Course Units and Teaching Weeks

Dates below are provisional and may be subject to change.

Unit 3: Finding Relationships (20 Credits)

The ability to visualise results of healthcare data research and quality improvement projects is essential yet is rarely taught. Moreover, design theory and practice is uncommonly included within health informatics courses. Unit 3 is an entirely novel, innovative approach to teaching statistics and data visualisation as it applies to healthcare data and will allow the clear presentation and explanation of novel information arising from patient level data projects.

The unit will use real, healthcare data datasets to develop understanding of practical statistics primarily using R. Students will also be taught design and visualisation theory and practice and tools to enhance their ability to present results from large datasets in clear, interesting, and visually appealing ways.

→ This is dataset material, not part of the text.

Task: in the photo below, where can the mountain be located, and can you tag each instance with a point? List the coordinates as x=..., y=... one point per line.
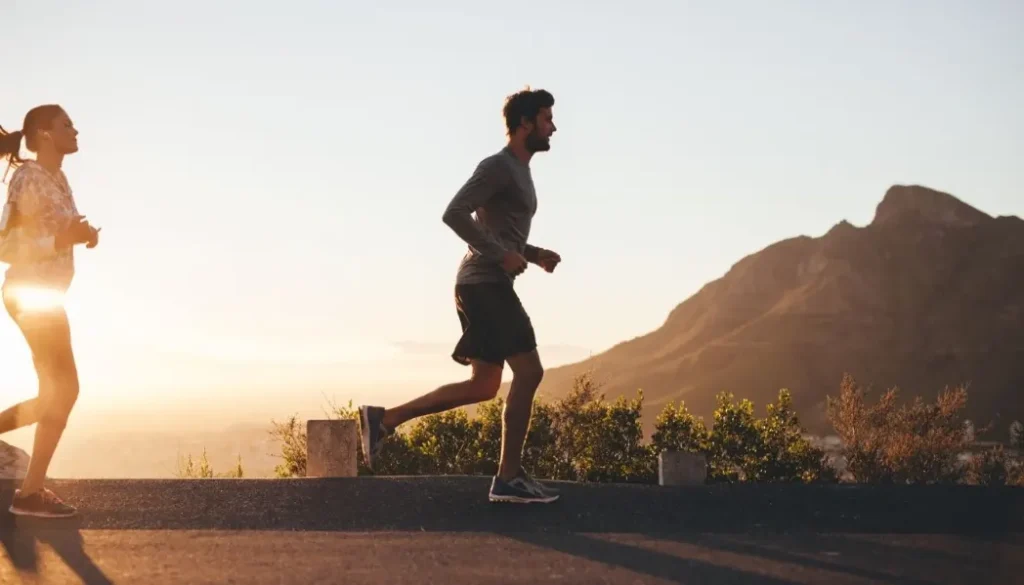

Faculty will be drawn from statisticians, data scientists, genomic scientists, and graphic design experts.

Content

Indicative content for this module includes:

  • An overview of data visualisation theory
  • Development of visualisation critical skills
  • Training in Python graphical modules including plotly, seaborn and plotnine
  • An overview of classical statistical techniques from simple hypothesis testing through to generalised linear models and power analysis
  • Training in Python statistical modules
  • An overview of statistical reporting.

Learning Outcomes

By the end of the units the participants should be able to:
•    To understand core aspects of visual design theory and use them to critically evaluate and construct data visualisations
•    To utilise Python to create appropriate static visualisations of healthcare data
•    To apply core statistical techniques to data using Python in order to identify statistically significant relationships and patterns
•    To be able to produce a short, technically accurate statistical report for a small healthcare dataset.

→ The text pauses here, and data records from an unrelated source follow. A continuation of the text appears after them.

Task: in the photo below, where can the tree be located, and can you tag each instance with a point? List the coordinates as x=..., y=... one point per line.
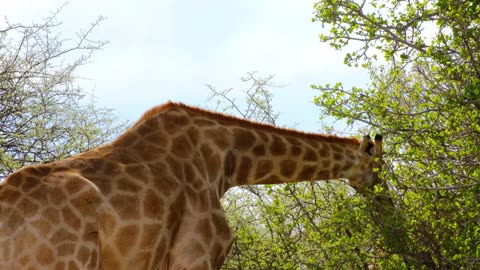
x=423, y=58
x=43, y=114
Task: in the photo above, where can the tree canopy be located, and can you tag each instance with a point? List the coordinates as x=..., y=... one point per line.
x=424, y=97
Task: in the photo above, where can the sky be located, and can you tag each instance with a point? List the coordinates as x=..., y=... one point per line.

Teaching week: tbc October 2023.

Unit 4: Healthcare Systems Improvement (20 Credits)

Healthcare faces considerable challenges. The complexity of the system mean that efforts to improve it often achieve only limited benefits and frequently have unforeseen consequences. Over the past two decades, there have been numerous calls to implement a systems approach to transform healthcare. Yet there has been no clear definition of what this might mean. 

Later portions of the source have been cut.